L’ANSSI est capable de mener 50 audits par an : il faut choisir

Vincent Strubel répond aussi à des questions sur les moyens et les actions de l’ANSSI : « nous sommes capables de mener à peu près 50 audits par an, à mettre en regard de milliers de systèmes d’information au sein de l’État, de milliers de systèmes d’information d’importance vitale déclarés par les OIV (opérateurs d’importance vitale), et qui sont à peu près 300 (la liste est classifiée) ».

Pour le dire autrement : « non, nous ne pouvons pas tout contrôler systématiquement et nous avons une logique de priorisation sur les systèmes les plus critiques, sensibles, complexes… ». C’est le cas du nucléaire, par exemple, mais aussi des réseaux diplomatiques et régaliens. France Identité numérique a aussi été scrutée de près pendant des mois et « certifiée par l’ANSSI au niveau élevé, c’est-à-dire le niveau le plus élevé de la réglementation européenne ».

Le patron de l’ANSSI cite aussi le « fichier TES qui stocke des données biométriques », géré par l’ANTS. Ce dernier a été audité par l’ANSSI, qui s’est aussi assurée « que ses conclusions soient prises en compte ». TES pour Titres Électroniques Sécurisés, aussi connu sous le nom de « fichier des gens honnêtes » centralisant les données personnelles, photos de visages et empreintes digitales des demandeurs de passeport et de carte nationale d’identité.

Vincent Strubel ajoute que l’ANTS réunit une multitude de systèmes d’information « qui n’ont pas tous la même criticité. Ils sont tous importants car ils traitent de données personnelles, mais nous avons aussi une forme de gradation ». Si TES a été contrôlé, ce n’était visiblement pas le cas du portail attaqué : « Il ne s’agit pas de minimiser la compromission des données personnelles de millions de nos concitoyens, mais ce n’est pas le système le plus critique de l’ANTS donc dans une logique de priorisation ce n’est pas celui-là que nous avons regardé ».

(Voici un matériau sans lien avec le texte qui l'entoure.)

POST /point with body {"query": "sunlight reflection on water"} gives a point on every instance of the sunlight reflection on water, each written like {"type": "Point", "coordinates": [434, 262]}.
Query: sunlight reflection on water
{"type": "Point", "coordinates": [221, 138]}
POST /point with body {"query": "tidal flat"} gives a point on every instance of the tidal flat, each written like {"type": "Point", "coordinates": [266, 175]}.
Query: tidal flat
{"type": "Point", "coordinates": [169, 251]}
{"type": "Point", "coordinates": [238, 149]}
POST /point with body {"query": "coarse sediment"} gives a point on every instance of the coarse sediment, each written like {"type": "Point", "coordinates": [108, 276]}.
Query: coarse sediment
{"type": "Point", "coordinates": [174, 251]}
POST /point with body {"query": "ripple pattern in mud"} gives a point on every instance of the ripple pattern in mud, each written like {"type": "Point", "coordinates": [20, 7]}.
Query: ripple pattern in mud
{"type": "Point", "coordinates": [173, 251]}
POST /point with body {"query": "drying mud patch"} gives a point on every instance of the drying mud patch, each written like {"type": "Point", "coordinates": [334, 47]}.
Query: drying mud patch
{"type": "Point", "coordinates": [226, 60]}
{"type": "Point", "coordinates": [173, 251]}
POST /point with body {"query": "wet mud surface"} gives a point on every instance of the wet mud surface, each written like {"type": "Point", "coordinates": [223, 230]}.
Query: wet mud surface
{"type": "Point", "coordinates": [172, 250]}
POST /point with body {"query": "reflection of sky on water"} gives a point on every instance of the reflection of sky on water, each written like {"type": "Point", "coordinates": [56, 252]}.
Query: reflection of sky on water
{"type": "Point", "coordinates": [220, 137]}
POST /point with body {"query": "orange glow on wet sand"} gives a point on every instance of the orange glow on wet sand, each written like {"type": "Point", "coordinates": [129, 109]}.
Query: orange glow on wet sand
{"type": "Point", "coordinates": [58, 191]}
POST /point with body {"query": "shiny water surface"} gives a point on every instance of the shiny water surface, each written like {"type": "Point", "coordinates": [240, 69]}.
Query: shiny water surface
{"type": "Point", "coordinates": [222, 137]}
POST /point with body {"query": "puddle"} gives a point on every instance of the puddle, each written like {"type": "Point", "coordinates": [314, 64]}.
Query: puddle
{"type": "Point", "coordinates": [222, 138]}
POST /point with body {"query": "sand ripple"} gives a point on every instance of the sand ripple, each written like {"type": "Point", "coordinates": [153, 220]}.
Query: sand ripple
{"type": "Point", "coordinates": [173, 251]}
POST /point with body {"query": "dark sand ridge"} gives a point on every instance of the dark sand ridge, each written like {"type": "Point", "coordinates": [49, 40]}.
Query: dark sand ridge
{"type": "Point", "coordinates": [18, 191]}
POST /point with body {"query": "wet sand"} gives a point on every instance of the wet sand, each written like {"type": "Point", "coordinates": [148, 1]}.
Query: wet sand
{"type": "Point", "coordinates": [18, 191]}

Signaler c’est bien, corriger c’est mieux

Lors de son audition, Vincent Strubel est aussi revenu sur le signalement des incidents et des vulnérabilités. Il rappelle que l’ANSSI dispose d’une doctrine de protection des signalements anonymes et des lanceurs d’alertes (235 signalements via ce dispositif en 2025). « Après, effectivement, la vraie difficulté est la capacité de correction et la maitrise du numérique derrière, sans remise en cause du rôle ni du dévouement – je le signale – des équipes informatiques des ministères ».

Il rappelle le rôle de l’ANSSI : « porter des cadres de gestion des risques et donc identifier des risques liés à nos dépendances, les objectiver, les mettre en face des mesures et assurer une garantie. C’est ce que nous faisons à travers SecNumCloud qui garantit contre les risques techniques mais aussi des risques d’ingérence de captation des données à travers les lois à portée extraterritoriale ».

Il ajoute qu’il faut évidemment des mesures de gestion des risques – « avec un caractère coercitif au passage parce que la loi SREN le permet –, mais aussi un travail de politique industrielle qui n’est pas le rôle de l’ANSSI ». Pour Vincent Strubel, pas de doute : « Il faut faire les deux à la fois ».